Uber is determined to conquer the desirable Chinese market, but app-based taxi competitors and strict regulations are getting in the San Francisco-based company's way.
The American ride-sharing service has signed an undisclosed deal with the Chinese web services company Baidu, which now has a stake in Uber, Reuters reported.
Uber's China operations are anemic so far, with the service established in only eight cities. For comparison, domestic taxi-booking service Kuaidi is in more than 350 cities, and fellow Chinese car-hailing app Didi Dache recently raked in $700 million for future expansion.

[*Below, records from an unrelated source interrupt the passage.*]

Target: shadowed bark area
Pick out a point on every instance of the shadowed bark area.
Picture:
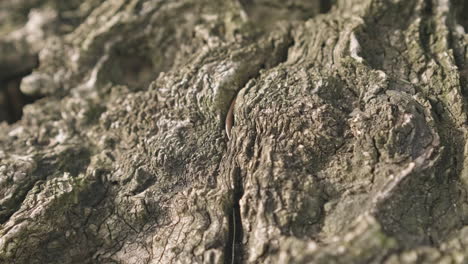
(348, 140)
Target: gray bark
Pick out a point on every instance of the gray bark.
(348, 143)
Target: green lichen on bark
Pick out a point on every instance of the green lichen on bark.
(349, 142)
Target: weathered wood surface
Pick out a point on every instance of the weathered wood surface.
(348, 143)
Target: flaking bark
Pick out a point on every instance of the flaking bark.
(348, 141)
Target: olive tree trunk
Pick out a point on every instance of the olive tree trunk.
(234, 131)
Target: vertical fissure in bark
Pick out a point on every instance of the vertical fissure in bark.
(15, 100)
(234, 250)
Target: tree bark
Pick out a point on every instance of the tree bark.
(347, 134)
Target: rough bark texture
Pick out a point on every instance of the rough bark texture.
(349, 142)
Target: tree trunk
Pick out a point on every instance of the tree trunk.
(234, 131)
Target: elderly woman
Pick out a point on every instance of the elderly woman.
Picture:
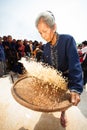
(60, 52)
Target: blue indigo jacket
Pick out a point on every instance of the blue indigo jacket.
(68, 61)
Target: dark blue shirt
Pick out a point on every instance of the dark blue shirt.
(68, 61)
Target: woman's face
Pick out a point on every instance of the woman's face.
(45, 31)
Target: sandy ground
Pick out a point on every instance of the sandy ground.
(14, 116)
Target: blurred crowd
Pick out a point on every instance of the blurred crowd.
(82, 51)
(12, 50)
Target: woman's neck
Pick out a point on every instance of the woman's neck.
(54, 39)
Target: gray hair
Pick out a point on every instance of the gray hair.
(47, 17)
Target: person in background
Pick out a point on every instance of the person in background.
(60, 52)
(2, 59)
(84, 62)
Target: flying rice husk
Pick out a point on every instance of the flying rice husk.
(46, 74)
(42, 89)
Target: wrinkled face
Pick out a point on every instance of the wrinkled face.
(45, 31)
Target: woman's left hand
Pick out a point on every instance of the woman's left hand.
(75, 98)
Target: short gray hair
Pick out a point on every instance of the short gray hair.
(47, 17)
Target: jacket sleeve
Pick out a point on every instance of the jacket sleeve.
(75, 70)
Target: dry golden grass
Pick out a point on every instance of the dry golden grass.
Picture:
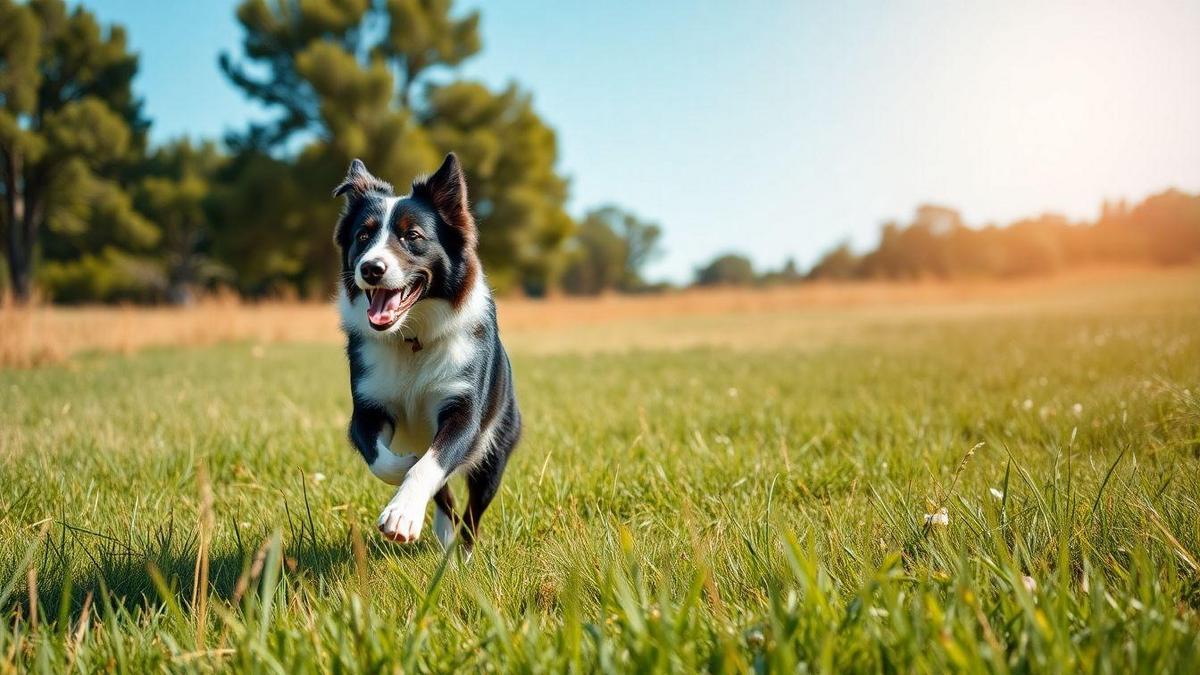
(804, 315)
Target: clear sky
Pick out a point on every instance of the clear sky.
(780, 129)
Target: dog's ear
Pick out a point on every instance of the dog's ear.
(447, 190)
(359, 183)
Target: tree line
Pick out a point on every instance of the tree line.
(93, 211)
(1163, 230)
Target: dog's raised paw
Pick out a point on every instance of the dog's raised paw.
(401, 520)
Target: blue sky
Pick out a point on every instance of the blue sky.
(781, 129)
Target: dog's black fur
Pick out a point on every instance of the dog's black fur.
(431, 382)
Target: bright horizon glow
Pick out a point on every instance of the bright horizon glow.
(781, 129)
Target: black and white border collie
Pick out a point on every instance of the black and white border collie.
(431, 383)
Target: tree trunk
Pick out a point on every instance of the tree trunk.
(21, 239)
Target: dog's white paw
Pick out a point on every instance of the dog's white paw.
(402, 518)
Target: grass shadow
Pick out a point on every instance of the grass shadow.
(73, 565)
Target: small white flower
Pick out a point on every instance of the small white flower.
(941, 519)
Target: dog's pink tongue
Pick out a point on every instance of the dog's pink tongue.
(383, 305)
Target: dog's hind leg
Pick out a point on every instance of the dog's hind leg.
(483, 483)
(445, 520)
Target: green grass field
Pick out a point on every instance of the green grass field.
(757, 508)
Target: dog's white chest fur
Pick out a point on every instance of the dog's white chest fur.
(412, 387)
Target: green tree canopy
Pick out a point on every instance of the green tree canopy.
(727, 269)
(349, 78)
(610, 252)
(71, 131)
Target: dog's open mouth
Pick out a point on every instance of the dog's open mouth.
(385, 306)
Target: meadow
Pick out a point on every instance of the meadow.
(981, 478)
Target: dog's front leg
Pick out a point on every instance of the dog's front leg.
(405, 514)
(370, 432)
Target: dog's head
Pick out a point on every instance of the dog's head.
(397, 251)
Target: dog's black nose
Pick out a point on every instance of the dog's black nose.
(372, 270)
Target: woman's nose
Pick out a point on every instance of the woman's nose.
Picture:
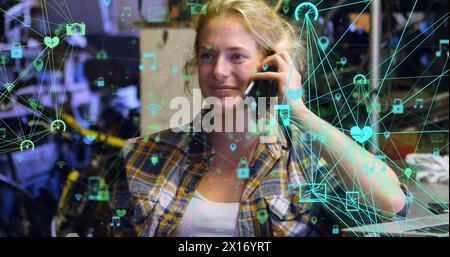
(221, 68)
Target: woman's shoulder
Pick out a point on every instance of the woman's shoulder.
(165, 140)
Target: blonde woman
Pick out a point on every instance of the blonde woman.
(185, 184)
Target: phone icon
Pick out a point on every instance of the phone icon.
(263, 88)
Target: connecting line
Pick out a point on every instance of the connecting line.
(19, 21)
(415, 94)
(429, 110)
(411, 41)
(343, 5)
(334, 75)
(343, 35)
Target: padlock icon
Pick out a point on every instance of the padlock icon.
(16, 51)
(397, 107)
(243, 172)
(100, 82)
(436, 152)
(335, 230)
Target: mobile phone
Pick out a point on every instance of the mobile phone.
(263, 88)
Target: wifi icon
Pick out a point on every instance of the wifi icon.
(60, 164)
(153, 109)
(9, 87)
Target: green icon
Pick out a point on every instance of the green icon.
(57, 124)
(26, 144)
(285, 113)
(312, 192)
(101, 55)
(121, 212)
(187, 78)
(307, 5)
(9, 87)
(436, 152)
(76, 29)
(60, 164)
(324, 42)
(397, 107)
(352, 201)
(38, 64)
(360, 80)
(153, 108)
(16, 51)
(58, 29)
(97, 189)
(154, 159)
(100, 82)
(335, 230)
(51, 42)
(78, 197)
(262, 216)
(408, 172)
(361, 135)
(198, 9)
(243, 172)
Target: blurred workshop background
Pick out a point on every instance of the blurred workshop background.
(78, 77)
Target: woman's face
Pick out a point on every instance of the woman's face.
(227, 56)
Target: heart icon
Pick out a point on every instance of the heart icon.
(361, 135)
(294, 94)
(51, 41)
(121, 212)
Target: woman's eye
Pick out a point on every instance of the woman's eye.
(206, 56)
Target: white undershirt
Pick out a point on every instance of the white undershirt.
(204, 218)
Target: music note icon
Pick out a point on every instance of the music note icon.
(441, 42)
(149, 56)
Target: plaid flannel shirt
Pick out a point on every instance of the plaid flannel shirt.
(290, 191)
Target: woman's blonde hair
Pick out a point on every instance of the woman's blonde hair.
(271, 30)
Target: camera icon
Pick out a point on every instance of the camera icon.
(76, 29)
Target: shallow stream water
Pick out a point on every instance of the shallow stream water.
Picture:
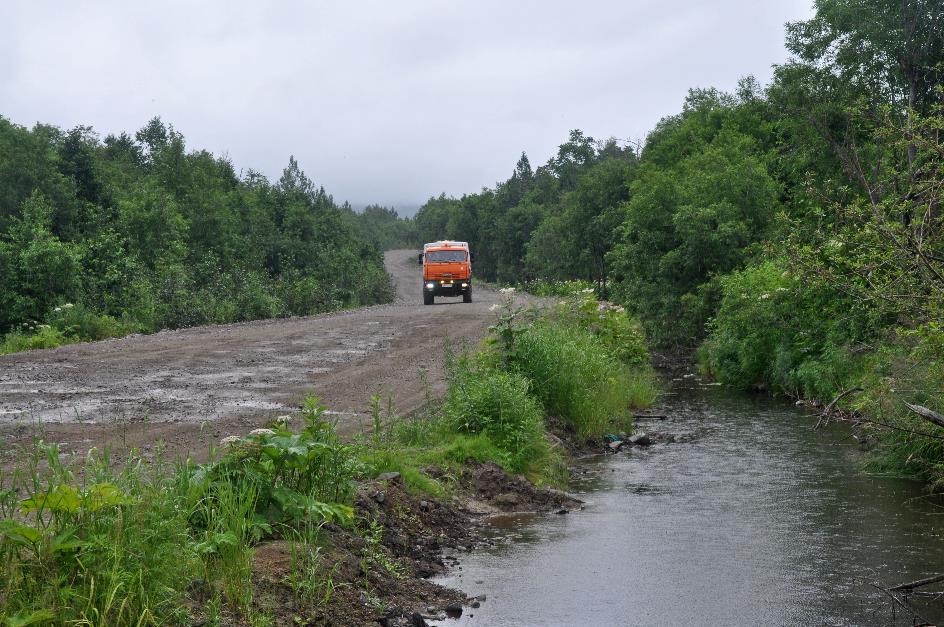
(751, 518)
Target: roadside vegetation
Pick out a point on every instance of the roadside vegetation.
(789, 232)
(99, 541)
(140, 234)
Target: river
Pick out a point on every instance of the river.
(752, 517)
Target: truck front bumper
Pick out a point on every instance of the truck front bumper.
(455, 287)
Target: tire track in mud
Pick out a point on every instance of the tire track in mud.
(190, 387)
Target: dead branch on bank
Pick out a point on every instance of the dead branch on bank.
(928, 414)
(824, 417)
(920, 583)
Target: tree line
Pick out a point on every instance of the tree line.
(141, 233)
(791, 232)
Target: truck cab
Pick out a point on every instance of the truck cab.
(447, 270)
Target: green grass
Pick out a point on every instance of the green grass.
(93, 542)
(109, 548)
(67, 324)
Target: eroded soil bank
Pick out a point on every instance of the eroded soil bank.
(190, 387)
(381, 574)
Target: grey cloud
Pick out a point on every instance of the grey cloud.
(386, 102)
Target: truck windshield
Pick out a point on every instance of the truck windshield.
(445, 256)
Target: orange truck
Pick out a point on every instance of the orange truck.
(447, 270)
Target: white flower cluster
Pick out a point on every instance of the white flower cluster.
(608, 306)
(283, 421)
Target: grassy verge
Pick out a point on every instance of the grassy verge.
(93, 542)
(778, 333)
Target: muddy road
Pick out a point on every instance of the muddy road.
(190, 387)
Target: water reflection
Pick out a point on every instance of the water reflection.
(753, 517)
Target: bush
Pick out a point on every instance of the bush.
(484, 400)
(574, 375)
(111, 548)
(622, 334)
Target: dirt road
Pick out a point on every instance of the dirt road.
(192, 386)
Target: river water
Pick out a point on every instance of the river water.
(751, 518)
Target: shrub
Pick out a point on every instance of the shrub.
(574, 375)
(622, 334)
(109, 548)
(484, 400)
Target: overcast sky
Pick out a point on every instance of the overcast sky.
(390, 101)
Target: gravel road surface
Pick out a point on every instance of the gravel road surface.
(190, 387)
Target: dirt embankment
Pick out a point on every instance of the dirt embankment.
(387, 583)
(190, 387)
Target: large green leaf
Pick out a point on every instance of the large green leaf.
(62, 499)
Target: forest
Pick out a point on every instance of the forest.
(104, 237)
(789, 233)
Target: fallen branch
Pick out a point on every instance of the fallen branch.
(824, 417)
(928, 414)
(911, 585)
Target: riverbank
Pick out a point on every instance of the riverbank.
(750, 516)
(293, 524)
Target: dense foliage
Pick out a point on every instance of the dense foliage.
(148, 235)
(793, 230)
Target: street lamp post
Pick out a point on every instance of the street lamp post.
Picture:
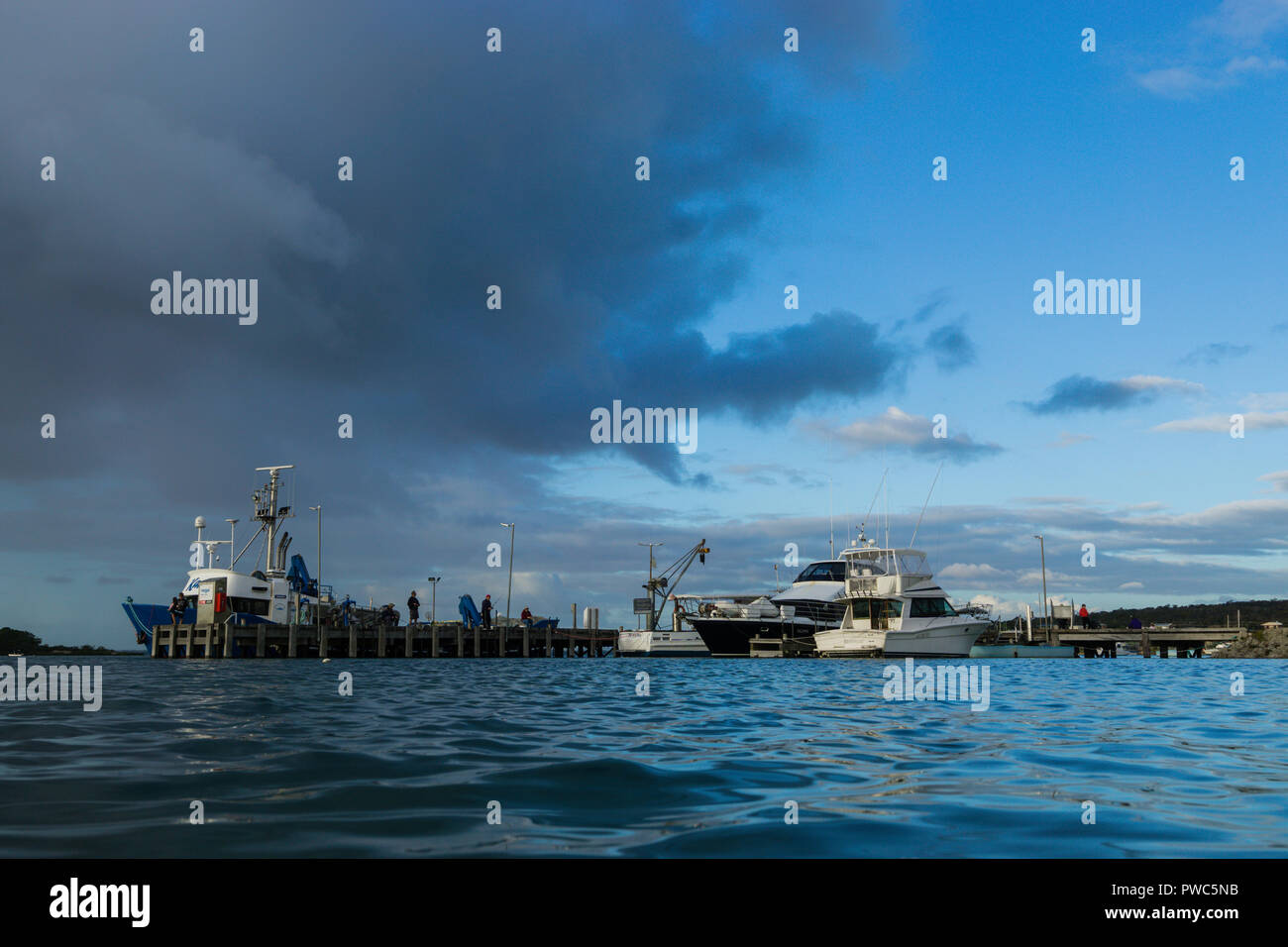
(1046, 613)
(509, 582)
(318, 508)
(433, 598)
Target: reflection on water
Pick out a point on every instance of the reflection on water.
(703, 766)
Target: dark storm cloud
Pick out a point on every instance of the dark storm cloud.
(951, 347)
(471, 170)
(1083, 393)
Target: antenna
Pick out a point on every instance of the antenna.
(874, 500)
(927, 502)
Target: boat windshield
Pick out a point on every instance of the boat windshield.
(823, 573)
(930, 607)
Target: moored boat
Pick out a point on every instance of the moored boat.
(893, 592)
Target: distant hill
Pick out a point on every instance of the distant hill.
(1248, 613)
(17, 642)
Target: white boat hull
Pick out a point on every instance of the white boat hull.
(661, 644)
(949, 639)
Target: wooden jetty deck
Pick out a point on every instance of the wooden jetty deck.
(1103, 642)
(443, 639)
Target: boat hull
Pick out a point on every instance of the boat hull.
(1021, 651)
(732, 637)
(938, 641)
(661, 644)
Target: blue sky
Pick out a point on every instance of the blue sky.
(769, 169)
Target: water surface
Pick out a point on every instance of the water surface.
(703, 766)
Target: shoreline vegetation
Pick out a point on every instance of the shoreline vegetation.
(1257, 643)
(17, 642)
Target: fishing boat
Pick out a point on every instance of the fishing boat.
(893, 592)
(812, 602)
(674, 642)
(268, 592)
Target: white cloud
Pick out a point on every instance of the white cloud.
(1278, 479)
(970, 573)
(1252, 420)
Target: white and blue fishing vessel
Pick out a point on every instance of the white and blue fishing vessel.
(268, 592)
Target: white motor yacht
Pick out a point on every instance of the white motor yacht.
(893, 604)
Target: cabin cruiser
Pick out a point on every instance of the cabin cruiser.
(811, 603)
(894, 605)
(273, 594)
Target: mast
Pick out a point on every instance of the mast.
(269, 513)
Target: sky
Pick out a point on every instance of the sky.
(768, 169)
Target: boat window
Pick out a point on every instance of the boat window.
(930, 608)
(823, 573)
(881, 609)
(249, 605)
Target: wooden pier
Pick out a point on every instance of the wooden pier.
(443, 639)
(1103, 642)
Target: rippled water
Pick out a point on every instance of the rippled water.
(703, 766)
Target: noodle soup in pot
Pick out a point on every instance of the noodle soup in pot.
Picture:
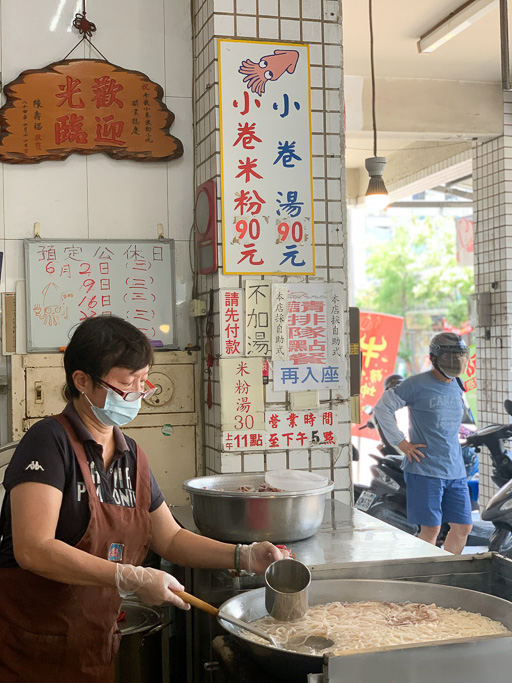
(414, 602)
(370, 625)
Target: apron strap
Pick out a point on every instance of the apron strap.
(143, 482)
(80, 455)
(143, 485)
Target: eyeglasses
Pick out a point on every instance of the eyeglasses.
(131, 395)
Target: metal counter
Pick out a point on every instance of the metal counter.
(345, 535)
(345, 538)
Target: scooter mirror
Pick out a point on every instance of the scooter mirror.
(508, 406)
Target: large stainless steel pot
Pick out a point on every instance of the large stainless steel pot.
(144, 651)
(222, 512)
(287, 665)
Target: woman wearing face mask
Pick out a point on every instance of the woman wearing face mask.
(81, 510)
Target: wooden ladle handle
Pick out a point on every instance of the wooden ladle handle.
(196, 602)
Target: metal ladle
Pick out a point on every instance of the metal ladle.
(286, 599)
(313, 642)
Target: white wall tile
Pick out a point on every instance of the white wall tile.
(180, 172)
(254, 462)
(186, 330)
(311, 9)
(47, 25)
(126, 198)
(268, 28)
(246, 27)
(53, 193)
(230, 462)
(290, 8)
(223, 6)
(224, 25)
(298, 459)
(290, 30)
(14, 267)
(276, 460)
(132, 38)
(246, 6)
(269, 7)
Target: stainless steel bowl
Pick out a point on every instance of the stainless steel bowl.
(222, 512)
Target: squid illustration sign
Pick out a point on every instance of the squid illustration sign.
(85, 106)
(267, 185)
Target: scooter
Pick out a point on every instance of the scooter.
(385, 498)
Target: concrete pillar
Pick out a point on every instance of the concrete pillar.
(317, 22)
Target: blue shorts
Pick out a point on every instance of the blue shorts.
(432, 501)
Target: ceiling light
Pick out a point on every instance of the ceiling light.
(454, 23)
(376, 197)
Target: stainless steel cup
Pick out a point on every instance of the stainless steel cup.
(286, 589)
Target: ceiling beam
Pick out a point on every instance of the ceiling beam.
(431, 205)
(452, 192)
(453, 24)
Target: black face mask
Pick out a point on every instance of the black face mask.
(453, 364)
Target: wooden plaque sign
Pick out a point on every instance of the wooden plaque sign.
(85, 106)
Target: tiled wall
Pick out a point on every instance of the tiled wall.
(317, 22)
(492, 185)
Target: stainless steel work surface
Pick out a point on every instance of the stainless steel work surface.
(346, 535)
(488, 660)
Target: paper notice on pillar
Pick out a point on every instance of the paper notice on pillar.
(302, 429)
(241, 387)
(308, 337)
(231, 322)
(258, 318)
(288, 430)
(465, 241)
(266, 159)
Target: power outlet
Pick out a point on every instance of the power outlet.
(304, 400)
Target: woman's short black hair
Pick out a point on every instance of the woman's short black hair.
(101, 343)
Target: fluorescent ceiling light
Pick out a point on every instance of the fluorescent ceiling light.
(454, 23)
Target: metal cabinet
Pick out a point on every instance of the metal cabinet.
(168, 426)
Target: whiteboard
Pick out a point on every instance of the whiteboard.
(68, 281)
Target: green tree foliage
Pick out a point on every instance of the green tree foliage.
(417, 269)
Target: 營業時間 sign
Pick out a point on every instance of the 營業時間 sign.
(267, 185)
(85, 106)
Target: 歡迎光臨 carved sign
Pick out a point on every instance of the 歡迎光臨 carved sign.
(85, 106)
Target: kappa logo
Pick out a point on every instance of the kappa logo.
(34, 465)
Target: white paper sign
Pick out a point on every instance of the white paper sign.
(258, 318)
(231, 322)
(266, 161)
(307, 337)
(241, 384)
(287, 430)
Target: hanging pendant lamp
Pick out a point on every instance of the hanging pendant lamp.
(376, 197)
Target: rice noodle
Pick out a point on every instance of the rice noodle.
(364, 625)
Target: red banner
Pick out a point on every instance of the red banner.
(380, 339)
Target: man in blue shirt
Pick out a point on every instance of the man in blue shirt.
(434, 470)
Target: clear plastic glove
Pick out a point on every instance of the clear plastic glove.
(152, 586)
(255, 558)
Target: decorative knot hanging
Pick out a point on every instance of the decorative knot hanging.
(83, 25)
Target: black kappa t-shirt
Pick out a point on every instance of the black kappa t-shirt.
(45, 455)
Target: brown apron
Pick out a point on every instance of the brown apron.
(51, 632)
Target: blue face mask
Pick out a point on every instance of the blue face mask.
(116, 412)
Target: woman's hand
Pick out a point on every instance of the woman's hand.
(152, 586)
(255, 558)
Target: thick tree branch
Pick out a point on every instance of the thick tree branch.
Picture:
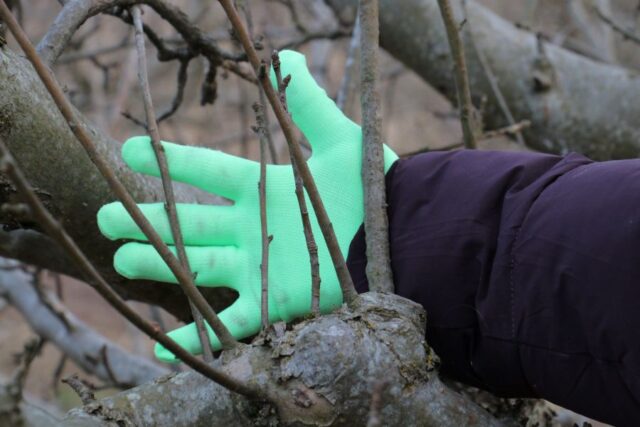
(591, 107)
(75, 339)
(322, 370)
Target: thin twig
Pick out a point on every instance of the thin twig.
(167, 185)
(179, 96)
(467, 112)
(83, 389)
(346, 284)
(57, 232)
(375, 417)
(261, 130)
(376, 224)
(246, 8)
(312, 247)
(349, 85)
(114, 183)
(507, 130)
(495, 87)
(31, 350)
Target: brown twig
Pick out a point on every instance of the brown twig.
(467, 112)
(31, 349)
(495, 87)
(312, 247)
(346, 284)
(349, 84)
(246, 8)
(179, 96)
(9, 167)
(376, 224)
(57, 232)
(261, 130)
(507, 130)
(170, 202)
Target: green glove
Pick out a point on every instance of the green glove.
(223, 243)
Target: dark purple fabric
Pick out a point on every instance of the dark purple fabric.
(529, 268)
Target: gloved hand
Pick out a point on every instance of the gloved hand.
(223, 243)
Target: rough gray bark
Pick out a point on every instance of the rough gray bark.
(323, 371)
(32, 412)
(574, 103)
(71, 186)
(85, 346)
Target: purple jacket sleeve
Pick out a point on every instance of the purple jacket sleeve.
(528, 266)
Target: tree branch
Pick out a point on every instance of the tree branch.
(188, 287)
(376, 224)
(346, 284)
(591, 107)
(75, 339)
(59, 234)
(314, 369)
(469, 125)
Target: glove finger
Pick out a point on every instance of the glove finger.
(317, 116)
(209, 170)
(201, 225)
(241, 318)
(214, 265)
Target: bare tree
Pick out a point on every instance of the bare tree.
(300, 375)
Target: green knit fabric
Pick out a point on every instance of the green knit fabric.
(223, 243)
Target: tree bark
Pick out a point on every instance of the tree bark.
(71, 186)
(574, 103)
(323, 371)
(85, 346)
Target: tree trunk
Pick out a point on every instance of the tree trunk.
(322, 371)
(574, 103)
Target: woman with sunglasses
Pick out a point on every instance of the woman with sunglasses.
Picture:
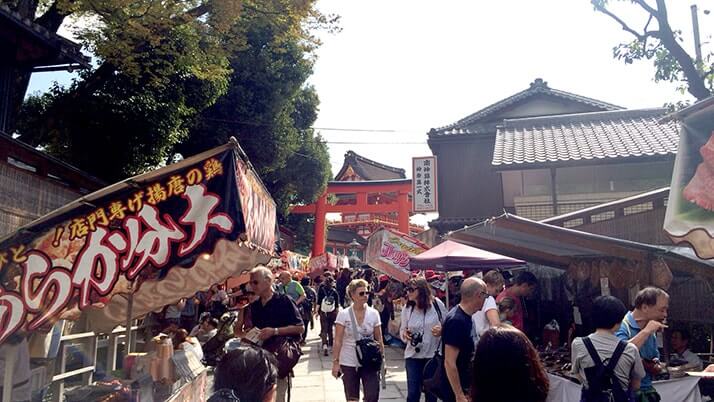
(344, 362)
(421, 331)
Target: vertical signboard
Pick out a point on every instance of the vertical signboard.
(424, 187)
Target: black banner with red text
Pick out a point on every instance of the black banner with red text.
(140, 230)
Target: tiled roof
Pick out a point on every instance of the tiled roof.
(67, 52)
(584, 136)
(368, 169)
(470, 124)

Both of the China-based services have established relationships with national regulators, giving them an advantage. Chinese consumers may also be maxed out when it comes to app-based ride services since many of them already use Kuaidi, Didi or other options.
By 2015, taxi app users in China are expected to triple compared with last year's numbers, with Kuaidi and Didi holding 90 percent of the market.
While it has expanded worldwide to more than 50 cities, Uber has faced problems in many markets, encountering everything from taxi driver protests to outright government bans.
In an action that kicks in Jan. 1, the French government has banned Uber's lower-priced service UberPop for not meeting a licensing requirement that says all drivers who transport paying passengers must have a license and appropriate insurance.
Uber is up against serious problems in other markets as well, with New Delhi, India, banning the service earlier this month after a 27-year-old woman alleged that an Uber driver raped her.